For every 120 inhabitants of Buenos Aires, a psychologist is apparently on hand to help “portenos” (as the denizens of the city are called in the local Spanish slang) make it through hard times — or simply lend an ear, as Sigmund Freud, the father of psychoanalysis, once did.
Three million people, lots of shrinks. In any language, one can say: Do the math. It adds up.
Dr. Rascovsky, in his early 60s and president of the Argentine Psychoanalytic Association, told a reporter for the French News Agency: “Psychoanalysis is so much a part of Buenos Aires because the city makes you suffer.” With humor like that, I just knew I had to contact Dr Racovsky at his office in a posh neighborhood that has been nicknamed by locals as “Villa Freud”.
Dr. Rascovsky’s office walls are adorned with deer antlers, seen as symbols of wisdom and connections to the spiritual world, the AFP story added. So I wrote to him and asked, out of curiosity, if he was Jewish, and how the name Rascovsky had come to Argentina.
The first email response I received from his secretary was in Spanish: “Buenos días, quisiera saber cual sería el mensaje para poder transmitírselo al Dr. Rascovsky. Muchas gracias!” (Good morning, I’d like to know what the message is in order to transmit it to Dr. Rascovsky. Thank you very much)
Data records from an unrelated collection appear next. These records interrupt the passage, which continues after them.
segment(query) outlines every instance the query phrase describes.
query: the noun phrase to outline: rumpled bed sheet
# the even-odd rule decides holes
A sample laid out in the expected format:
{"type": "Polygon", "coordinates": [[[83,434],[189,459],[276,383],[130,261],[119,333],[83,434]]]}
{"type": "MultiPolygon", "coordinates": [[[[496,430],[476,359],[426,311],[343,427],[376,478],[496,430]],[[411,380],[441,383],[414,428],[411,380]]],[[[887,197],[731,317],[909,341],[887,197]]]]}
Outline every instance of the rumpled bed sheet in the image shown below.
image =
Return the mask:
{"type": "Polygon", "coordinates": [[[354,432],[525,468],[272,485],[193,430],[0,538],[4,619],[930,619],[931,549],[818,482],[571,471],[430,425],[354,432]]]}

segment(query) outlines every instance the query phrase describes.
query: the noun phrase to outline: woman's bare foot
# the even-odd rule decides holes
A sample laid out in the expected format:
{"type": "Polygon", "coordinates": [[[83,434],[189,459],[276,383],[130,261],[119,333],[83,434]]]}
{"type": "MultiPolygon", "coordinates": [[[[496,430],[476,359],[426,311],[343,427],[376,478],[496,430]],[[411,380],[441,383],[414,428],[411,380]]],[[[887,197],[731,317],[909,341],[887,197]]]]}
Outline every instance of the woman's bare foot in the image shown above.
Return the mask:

Knowing I was getting somewhere, I sent another asking for Dr Rascovsky again, and this time he himself responded:
“My father Arnaldo Rascovky was born in Cordoba in Argentina and his father came from Romania. Our family, all of us, we are all Jewish, but we are not religious. My mother’s last name was Wencelblat, and she was also Jewish, and also a Freudian analyst whose Jewish father came to Argentina from — Austria!”
The message was sent by Dr Rascovsky’s BlackBerry, or, as the note said in Spanish at the end: “Envio de mi BlackBerry de Personal.”
In all of Argentina today, some 50,000 psychologists are in the business of listening, empathizing, assisting lost souls and fearless dreamers and helping aspiring actors and writers. Want a statistic on this? Argentina, capital of the tango, has one shrink for every 700 residents, and believe it or not, that is three times more than America. And there are 200 “shrink” schools just in Buenos Aires, too.
Such sessions are partially reimbursed by social security health plans in Argentina, so it’s a win-win situation for both patients and therapists, according to sources. As for Dr Rascovsky, as director of the Argentine Psychoanalytic Association, he’s in a good position to make sure that there are as few Freudian slips as possible under his watch. “Portenos” are in good hands in South America’s ”Villa Freud”.